All projects great and small: The diverse power of engineering

Andrew WadeAndrew Wade
Senior reporter

Writing for The Engineer is a daily exercise in having one’s mind blown by the latest and greatest of humanity’s exploits.

In the past couple of weeks alone, I’ve had the privilege of writing about incredible projects such as Hyperloop One, the Airbus Perlan 2 glider , plans for the world’s biggest offshore wind farm , and Solar Impulse 2. These are fascinating endeavours that capture the imagination; cutting-edge engineering that enters the public consciousness via the mainstream media.

(Credit: Hyperloop)
(Credit: Hyperloop)

The scale and ambition of these projects is what makes them so enthralling. We see what the brightest minds are capable of when they come together and stand on the shoulders of those that came before, and it reminds us that as a species we are capable of creating magic as well as destruction. But there are other ways in which engineering can have an equally profound effect, albeit in perhaps a less spectacular manner. Alongside grand projects like those mentioned above, there is technology being developed to improve the lives of people more directly. Some of the most interesting cases involve helping those with disabilities, empowering them through a combination of clever engineering and the latest digital technology.

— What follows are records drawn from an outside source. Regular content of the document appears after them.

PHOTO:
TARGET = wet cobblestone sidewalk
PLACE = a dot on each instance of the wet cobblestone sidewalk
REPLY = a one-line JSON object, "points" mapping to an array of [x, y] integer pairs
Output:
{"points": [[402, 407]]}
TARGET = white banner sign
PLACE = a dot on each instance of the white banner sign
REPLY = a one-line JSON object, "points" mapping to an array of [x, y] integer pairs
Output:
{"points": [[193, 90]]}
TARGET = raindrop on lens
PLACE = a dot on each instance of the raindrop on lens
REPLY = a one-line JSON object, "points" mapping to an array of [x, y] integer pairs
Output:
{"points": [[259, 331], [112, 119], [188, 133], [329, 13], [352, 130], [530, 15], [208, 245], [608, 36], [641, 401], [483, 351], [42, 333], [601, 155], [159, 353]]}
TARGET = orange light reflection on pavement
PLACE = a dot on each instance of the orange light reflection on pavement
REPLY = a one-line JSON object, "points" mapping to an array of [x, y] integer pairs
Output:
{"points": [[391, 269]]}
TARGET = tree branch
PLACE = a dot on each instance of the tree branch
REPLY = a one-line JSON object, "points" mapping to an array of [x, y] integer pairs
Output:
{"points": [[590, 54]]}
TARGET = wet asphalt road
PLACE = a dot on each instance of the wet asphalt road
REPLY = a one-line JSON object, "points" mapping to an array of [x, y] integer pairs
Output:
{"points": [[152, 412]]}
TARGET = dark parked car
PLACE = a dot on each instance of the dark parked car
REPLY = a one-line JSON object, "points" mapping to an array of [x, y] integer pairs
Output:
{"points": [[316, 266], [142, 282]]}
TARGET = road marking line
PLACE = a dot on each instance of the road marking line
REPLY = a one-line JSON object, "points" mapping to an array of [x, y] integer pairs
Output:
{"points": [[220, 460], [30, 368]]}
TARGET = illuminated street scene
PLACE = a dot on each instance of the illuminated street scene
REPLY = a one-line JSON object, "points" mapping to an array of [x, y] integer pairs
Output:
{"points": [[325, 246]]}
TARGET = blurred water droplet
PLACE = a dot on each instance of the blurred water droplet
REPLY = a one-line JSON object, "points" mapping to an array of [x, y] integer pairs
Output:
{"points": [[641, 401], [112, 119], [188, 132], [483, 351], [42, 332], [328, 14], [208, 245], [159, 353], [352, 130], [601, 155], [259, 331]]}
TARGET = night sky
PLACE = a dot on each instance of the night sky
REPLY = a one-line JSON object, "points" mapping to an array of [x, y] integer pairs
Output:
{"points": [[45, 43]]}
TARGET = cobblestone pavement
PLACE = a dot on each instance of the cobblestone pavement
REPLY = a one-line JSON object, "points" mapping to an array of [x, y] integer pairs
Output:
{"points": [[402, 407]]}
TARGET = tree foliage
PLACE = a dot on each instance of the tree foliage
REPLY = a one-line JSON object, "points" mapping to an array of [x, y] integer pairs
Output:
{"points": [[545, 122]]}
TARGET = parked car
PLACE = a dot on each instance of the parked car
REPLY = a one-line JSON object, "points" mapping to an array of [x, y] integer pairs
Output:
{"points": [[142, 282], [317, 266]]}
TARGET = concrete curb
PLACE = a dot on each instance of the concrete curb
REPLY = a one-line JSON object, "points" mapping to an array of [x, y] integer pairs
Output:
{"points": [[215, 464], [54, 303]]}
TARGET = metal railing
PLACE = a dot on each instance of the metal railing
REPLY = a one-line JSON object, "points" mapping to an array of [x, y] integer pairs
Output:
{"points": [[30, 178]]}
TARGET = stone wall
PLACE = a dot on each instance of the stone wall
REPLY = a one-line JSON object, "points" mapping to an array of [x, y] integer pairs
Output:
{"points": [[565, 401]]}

One such example is Wayfindr. Established in 2014, the non-profit arose from a collaboration between the Royal London Society for Blind People (RLSB) and digital product studio, ustwo. Last year the organisation trialed a beacon navigation system for visually impaired people in Euston Tube station. A phone application interacts with strategically placed Bluetooth beacons, guiding users through the station with audio cues. Other trials have taken place in Sydney, helped in part by $1m of funding from, the philanthropic arm of the search giant.

(Credit: Wayfindr)
(Credit: Wayfindr)

Since then, Wayfindr’s focus has moved away from the hardware and specific app it developed for the trials, shifting instead towards the Open Standard behind the technology. By using the Open Standard, other organisations around the world will be able to develop their own navigation and wayfinding solutions, adapted to local needs. Design guidelines and a demonstration app are included in the Wayfindr Standard, along with recognised protocols to reassure and orient vision-impaired people. But it will be up to individual companies, governments, building owners and councils how best to accommodate the needs of users.

“As we investigated solutions to the global issue of independent travel for blind and partially sighted people, it was clear to us that we needed to do more than create another app,” said Umesh Pandya, CEO and co-founder of Wayfindr. “The world’s software developers and venue owners needed a standard to rally around in their efforts to improve the lives of the vision impaired.”

“Developed alongside users and tested in live environments – globally, we hope that the Open Standard will help the market for blind navigation services really take off and that everyone will now become involved in evolving it to cover every setting together.”

This week also saw a Channel 4 News report on how deaf children are being failed by a lack of support for them and their families. Technology can assist in some cases, when children are provided with cochlear implants, but as the report points out, this is not always a perfect solution. According to a new study from the National Deaf Children’s Society, three quarters of children with hearing difficulties are lagging behind their peers when they arrive in school. By their teens, they are twice as likely to underperform in their GCSEs.

Engineering does not have the answers to all these problems. But as Wayfindr has demonstrated, with a combination of the right backing and some innovative thinking, technology does have the power to dramatically improve people’s lives. is to be commended for its investment, but it is perhaps a shame that Wayfindr requires the charity of a massive corporation rather than benefiting from greater government funding to complement TfL’s support. Box-office projects like Hyperloop will always attract attention and investment, wonderment and commercial potential captivating both Joe Public and the venture capitalists. But engineering should not only be judged on its ability to blow our minds and wow the masses. Simple solutions that affect the daily lives of a few are an equally noble pursuit.